Raimondo extends RI “pause” one additional week
"The power to protect your household is in your hands. It's pretty simple if you just follow the rules."
PROVIDENCE, R.I. (WLNE) – In her weekly coronavirus briefing, Governor Gina Raimondo announced Thursday that she will be extending Rhode Island’s “pause” for an additional week.
“The power to protect your household is in your hands. Pretty simple if you just follow the rules” Raimondo said on Thursday.
This comes after the Department of Health reported 949 new cases of COVID-19 in the state, along with 14 additional deaths on Tuesday.
Beginning after the pause’s new end date, December 21 through the end of the year, schools will remain the same as they are currently. Gyms and indoor recreational facilities and venues of assembly may reopen with limited capacity. Indoor dining capacity will increase from 33% to 50%.
For more detail on regulations, click here.
Businesses that have already applied for relief benefits during the pause will now receive a second check for the additional week added to the pause. This additional check will be half as much as the first one received.
Additionally, Governor Raimondo is adding an extra $200 weekly unemployment benefit to cover the third week of the pause.
Governor Raimondo noted that soon, the federal coronavirus relief money will be gone. The Governor said she hopes Congress passes another relief package soon.
Governor Raimondo said mobility data is the key to the number of cases in the state. If mobility is down, cases should be going down. Raimondo said since November 25, the state’s mobility data has been heading in the right direction, and on a steady decline.

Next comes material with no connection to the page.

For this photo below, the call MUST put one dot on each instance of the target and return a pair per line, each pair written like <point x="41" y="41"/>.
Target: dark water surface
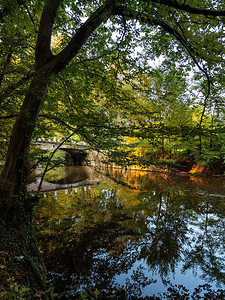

Data shows 2.7 million cars on the road within the past two weeks, which is a 12% decrease from the previous two weeks.
“People are following the rules, and you should too”, Raimondo declared.
Governor Raimondo said she hoped to see a quicker decline in data after the pause. Major indicators of a decline are shown in hospitalizations and percent positivity rate, which both have not shown decline since the pause.
According to Raimondo, hospitals are seeing an average of 60 people admitted per day.
“To those superintendents who go virtual, look at yourself in the mirror and tell yourself to work a little harder” Raimondo said when discussing the topic of schools.
Raimondo said out of the 182 asymptomatic pilot tests taken at Ella Risk Elementary School, there was a positivity rate of only 1.6%.
Governor Raimondo continued, saying by January statewide on-site asymptomatic school testing will be available to any school that wants it.
Department of Health Director Nicole Alexander-Scott gave an update on CDC quarantine rules for those who may have been exposed to the virus.
Alexander Scott said the amount of time a person should quarantine has gone down from 14 days to 10 days. Additionally, if the person has received a negative test at least five days after exposure, the quarantine will only be mandatory for seven days.
RIDOH’s Phillip Chan went on to speak about the FDA vaccine meeting. Chan said those who have taken it so far have not seen anything unexpected from the vaccine.
“Fatigue and body aches are normal. It shows that your immune system is ramping up, which is normal and expected”, said Chan.
According to Chan, the FDA reviews vaccines with a team of doctors and statisticians to go over technical data to monitor vaccine effectiveness, safety, side effects, and the manufacturing process in general.
“This is the beginning of the end of the pandemic”, said Chan.
Raimondo acknowledged today’s start to Hanukkah, and urged those celebrating to only gather with immediate family.
Rhode Island will remain in a ‘pause’ until Sunday, December 20.